FOR IMMEDIATE RELEASE
October 8, 2008

Two former executives of Entellium Corporation were charged today with Wire Fraud in U.S. District Court in Seattle. PAUL THOMAS JOHNSTON, 40, of Mercer Island, Washington and PARRISH L. JONES, 39, of Seattle, Washington, were arrested last night and will make their initial appearances in U.S. District Court today at 2:30. JOHNSTON was the former Chief Executive Officer (CEO) of Entellium. JONES was the former Chief Financial Officer (CFO) of the company.

Entellium is a privately held Seattle corporation which sells customer relationship management software. According to the criminal complaint sworn under oath by an FBI agent, JOHNSTON and JONES devised a scheme to defraud investors in the company by representing that company revenues far exceeded the actual figures. The misrepresentations were first uncovered in late September 2008, when a human resources employee was cleaning out the desk of a former Vice President of Sales for Entellium. The human resources employee discovered “board books” which contained financial information that had been presented to the Entellium board of directors. When the company comptroller reviewed the board books she discovered that the company revenues had been grossly inflated. The board was told that in 2006 the company had revenue of nearly $4 million when in fact if was just $582,789. The stated revenue figure for 2007 was $6.2 million, when in fact it was $1.4 million and in 2008 the stated revenue was $5.2 million when in fact it was only $1.7 million. The Entellium legal counsel reported the matter to law enforcement.

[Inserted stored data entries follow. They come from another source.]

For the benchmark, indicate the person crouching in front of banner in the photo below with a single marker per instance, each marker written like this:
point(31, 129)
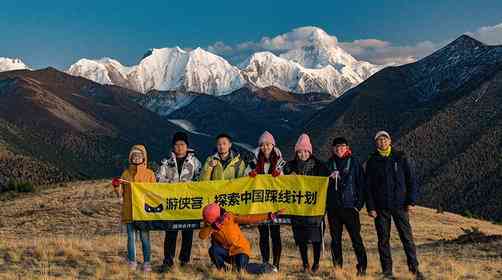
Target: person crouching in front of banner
point(136, 172)
point(228, 243)
point(225, 164)
point(182, 166)
point(346, 193)
point(307, 229)
point(268, 160)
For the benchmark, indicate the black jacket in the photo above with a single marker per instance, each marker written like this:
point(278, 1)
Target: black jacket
point(306, 228)
point(391, 181)
point(349, 190)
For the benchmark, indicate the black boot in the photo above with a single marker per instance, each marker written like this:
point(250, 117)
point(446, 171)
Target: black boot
point(418, 274)
point(388, 275)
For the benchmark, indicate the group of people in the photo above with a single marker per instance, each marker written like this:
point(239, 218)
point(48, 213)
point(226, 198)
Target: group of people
point(385, 184)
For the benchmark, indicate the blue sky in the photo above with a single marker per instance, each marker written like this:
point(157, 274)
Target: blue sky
point(58, 33)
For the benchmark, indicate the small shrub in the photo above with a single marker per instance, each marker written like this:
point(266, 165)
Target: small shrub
point(18, 186)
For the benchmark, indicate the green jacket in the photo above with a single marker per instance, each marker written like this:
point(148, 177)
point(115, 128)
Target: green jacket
point(235, 168)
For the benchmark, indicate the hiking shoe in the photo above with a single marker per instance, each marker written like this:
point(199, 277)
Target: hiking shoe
point(361, 272)
point(388, 275)
point(419, 275)
point(315, 268)
point(147, 267)
point(132, 265)
point(166, 268)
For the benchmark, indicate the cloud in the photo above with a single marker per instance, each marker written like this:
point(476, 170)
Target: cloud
point(385, 53)
point(372, 50)
point(491, 35)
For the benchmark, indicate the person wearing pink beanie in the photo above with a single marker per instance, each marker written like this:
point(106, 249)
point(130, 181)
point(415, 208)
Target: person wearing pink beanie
point(307, 229)
point(268, 160)
point(303, 144)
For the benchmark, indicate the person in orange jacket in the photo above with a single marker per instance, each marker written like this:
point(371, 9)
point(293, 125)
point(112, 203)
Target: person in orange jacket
point(136, 172)
point(228, 243)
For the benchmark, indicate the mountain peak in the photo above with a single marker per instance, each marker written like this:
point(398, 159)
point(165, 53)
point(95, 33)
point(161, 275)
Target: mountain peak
point(466, 41)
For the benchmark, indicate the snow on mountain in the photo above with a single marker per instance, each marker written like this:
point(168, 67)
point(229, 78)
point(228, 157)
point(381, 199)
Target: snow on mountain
point(9, 64)
point(166, 69)
point(313, 63)
point(266, 69)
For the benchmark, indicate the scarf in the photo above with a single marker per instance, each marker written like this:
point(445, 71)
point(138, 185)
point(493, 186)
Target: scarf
point(260, 165)
point(386, 152)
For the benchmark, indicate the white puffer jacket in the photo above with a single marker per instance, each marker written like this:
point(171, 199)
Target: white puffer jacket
point(168, 171)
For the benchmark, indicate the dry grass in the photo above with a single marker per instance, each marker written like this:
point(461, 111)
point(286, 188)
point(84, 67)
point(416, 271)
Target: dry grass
point(74, 233)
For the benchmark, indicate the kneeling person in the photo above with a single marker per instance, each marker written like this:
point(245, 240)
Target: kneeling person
point(228, 242)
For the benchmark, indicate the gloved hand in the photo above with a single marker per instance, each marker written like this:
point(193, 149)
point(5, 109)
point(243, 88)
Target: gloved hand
point(276, 173)
point(273, 215)
point(219, 222)
point(116, 182)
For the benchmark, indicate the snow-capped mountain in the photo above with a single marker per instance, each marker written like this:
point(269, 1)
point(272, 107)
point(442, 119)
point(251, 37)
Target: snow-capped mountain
point(166, 69)
point(315, 64)
point(8, 64)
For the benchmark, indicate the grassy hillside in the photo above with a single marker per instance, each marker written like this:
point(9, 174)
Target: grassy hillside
point(73, 232)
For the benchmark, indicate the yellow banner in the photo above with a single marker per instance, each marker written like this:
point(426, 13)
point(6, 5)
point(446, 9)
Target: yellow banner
point(298, 195)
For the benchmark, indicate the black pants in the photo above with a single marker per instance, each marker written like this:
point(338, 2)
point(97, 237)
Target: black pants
point(316, 246)
point(273, 232)
point(348, 217)
point(383, 226)
point(170, 246)
point(219, 256)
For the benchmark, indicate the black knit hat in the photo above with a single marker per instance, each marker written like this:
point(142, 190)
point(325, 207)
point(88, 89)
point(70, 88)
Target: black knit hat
point(340, 141)
point(180, 136)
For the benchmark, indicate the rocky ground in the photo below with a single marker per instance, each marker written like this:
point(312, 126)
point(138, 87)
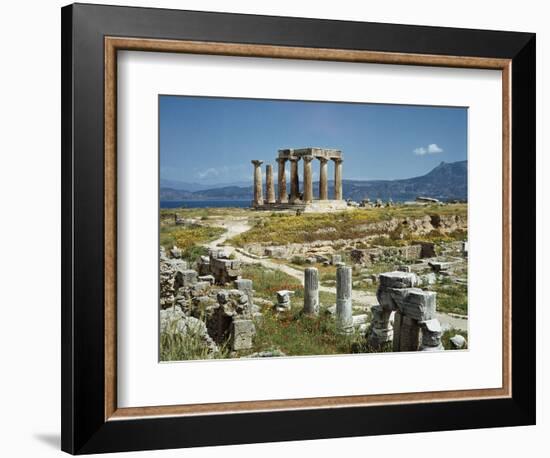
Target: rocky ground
point(207, 311)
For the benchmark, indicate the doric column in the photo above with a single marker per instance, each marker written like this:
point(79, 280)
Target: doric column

The false revenue numbers were allegedly used by JOHNSTON and JONES to attract approximately $50 million in private investment, including over $19 million from Ignition, a Bellevue Washington venture capital firm. Two Ignition partners served on the board of Entellium and told investigators that they would not have made such a significant investment had they been aware of the accurate revenue figures. In April 2008, Ignition wired $2 million into Entellium’s bank account based on fraudulent revenue figures presented to Ignition’s partners.

“Truthful accounting and transparency are critical to our financial systems,” said U.S. Attorney Jeffrey C. Sullivan. “I want to commend Entellium for contacting law enforcement when it became aware of inflated revenue claims made by company executives. Corporations are on the front line in rooting out fraud, and we need and expect them to come forward.”

Wire Fraud is punishable by up to 20 years in prison and a $250,000 fine.

The charges contained in the complaint are only allegations. A person is presumed innocent unless and until he or she is proven guilty beyond a reasonable doubt in a court of law.

The case is being investigated by the FBI. The case is being prosecuted by Assistant United States Attorney Carl Blackstone who leads the U.S. Attorney’s Office Complex Crimes Section.